Détournement de revenus pétroliers angolais: Le Procureur général de Genève doit relancer l’enquête
13 février 2008
L’affaire concerne des transferts douteux sur un compte bancaire à Genève de millions de dollars à la fin des années 1990. Ils proviennent de revenus pétroliers et étaient destinés au remboursement de la dette angolaise envers la Russie. Les indices de corruption d’agents publics étrangers et de blanchiment d’argent sont suffisamment probants et connus pour que les enquêtes soient menées à terme. Néanmoins, une procédure concernant cette affaire a été classée par le Procureur général du Canton de Genève, Daniel Zappelli, à la fin de 2004.
Le 22 décembre 2006, des citoyens angolais se portent dénonciateurs auprès du Procureur Zappelli pour relancer l’enquête. En juillet 2007, un mémoire qui détaille les faits justifiant la dénonciation est ensuite déposé auprès du Procureur général et du Juge d’instruction Vincent Fournier, en charge du dossier. Or, jusqu’à maintenant, rien n’a été entrepris pour mener les investigations à terme.
Les trois ONG s’insurgent contre l’inertie actuelle du Procureur général et du Juge d’instruction genevois et leur demandent, dans une lettre envoyé le 11 février 2008, d’agir concernant le cas Abalone. Selon André Rothenbühler d’Action Place financière suisse, «les autorités judiciaires, en particulier dans le canton de Genève, doivent faire de la lutte contre la corruption et le blanchiment une priorité. Il en va de la crédibilité des engagements pris en la matière par la Suisse.».

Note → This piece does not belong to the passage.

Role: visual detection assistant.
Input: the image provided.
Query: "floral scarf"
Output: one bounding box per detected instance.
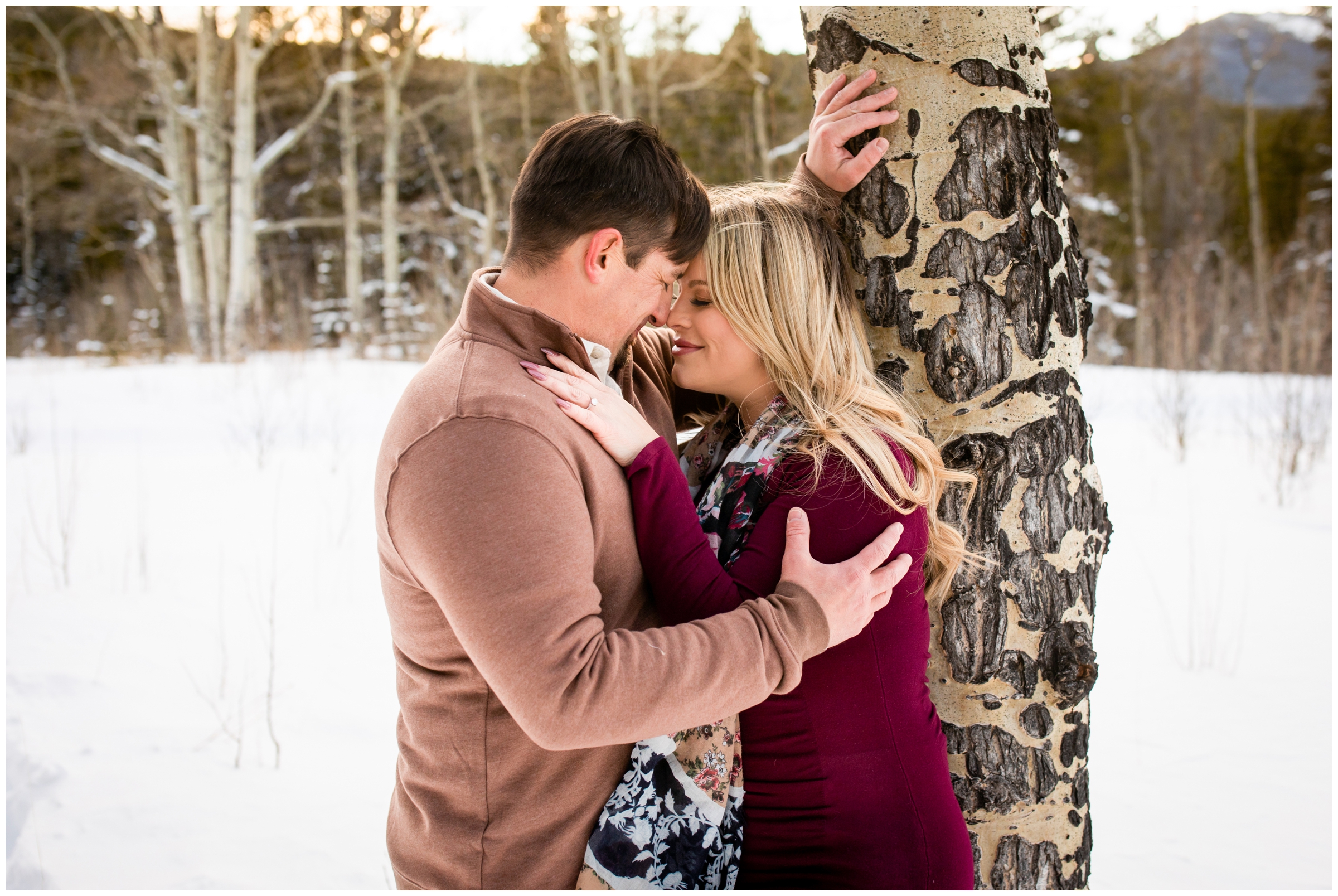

Entre 1997 et 2001, 774 millions de dollars issus des revenus pétroliers angolais ont été versés sur un compte à l’UBS appartenant à Abalone Investment Limited, société écran créée par l’homme d’affaires Pierre Falcone et son associé Arcadi Gaydamak. Cette somme était supposée servir au remboursement d’une dette angolaise envers la Russie. Or, seulement 161 millions de dollars ont été versés dans un compte enregistré au nom du Ministère des Finances russe. Environ 600 millions sont réapparus sur des comptes appartenant à Falcone, à Gaydamak ainsi qu’à une série d’obscures sociétés. Certains de ces comptes étaient contrôlés en dernier ressort par de hauts fonctionnaires angolais ainsi que par le président Dos Santos, selon un memo reproduit dans le journal français Le Canard Enchaîné et des documents vus par Global Witness1. Dans l’affaire classée par Daniel Zappelli, Falcone avait fait l’objet d’une enquête pour «blanchiment d’argent, soutien à une organisation criminelle» et «corruption d’agents publics étrangers». Gaydamak n’a jamais été inculpé formellement. Les deux hommes nient tout détournement de fonds.
Falcone est en instance de procès en France dans le cadre de « l’affaire angolaise ». Il est accusé d’avoir participé à un trafic d’armes durant la guerre civile qui a déchiré ce pays. Il a déjà été condamné en France à quatre ans de prison pour fraude fiscale et à une année supplémentaire pour détournement de fonds publics par l’intermédiaire d’une société appelée Sofremi, active dans la vente de matériel de sécurité2.
Anne-Kathrin Glatz, de la Déclaration de Berne, souligne: «A la veille des premières élections démocratiques prévue cette année en Angola, les citoyens doivent connaître la vérité sur l’implication de leurs autorités dans des affaires pendantes de détournement de fonds. Les revenus pétroliers doivent être gérés de manière transparente et servir à réduire la pauvreté.» L’Angola reçoit environ 15 milliards de dollars en recettes pétrolières annuelles. Pourtant, les trois quart de la population vivent en dessous du seuil de pauvreté3.
1) Voir ‘Time for Transparency’, Global Witness, March 2004, pp.41-45
www.globalwitness.org/media_library_detail.php/115/en/time_for_transparency.
2) Voir Le Monde, «Pierre Falcone condamné à quatre ans de prison ferme pour fraude fiscale», 18 janvier 2008 et AFP, «Prison ferme pour le fils Pasqua et Pierre Falcone dans le dossier Sofremi», 11 décembre 2007.
3) Voir "IMF Executive Board Concludes 2006 Article IV Consultation with Angola", FMI, 15 novembre 2006 www.imf.org/external/np/sec/pn/2006/pn06133.htm et "ANGOLA: Poor marks for progress on MDG", Irin, 23 octobre 2006 www.irinnews.org/Report.aspx?ReportId=61395.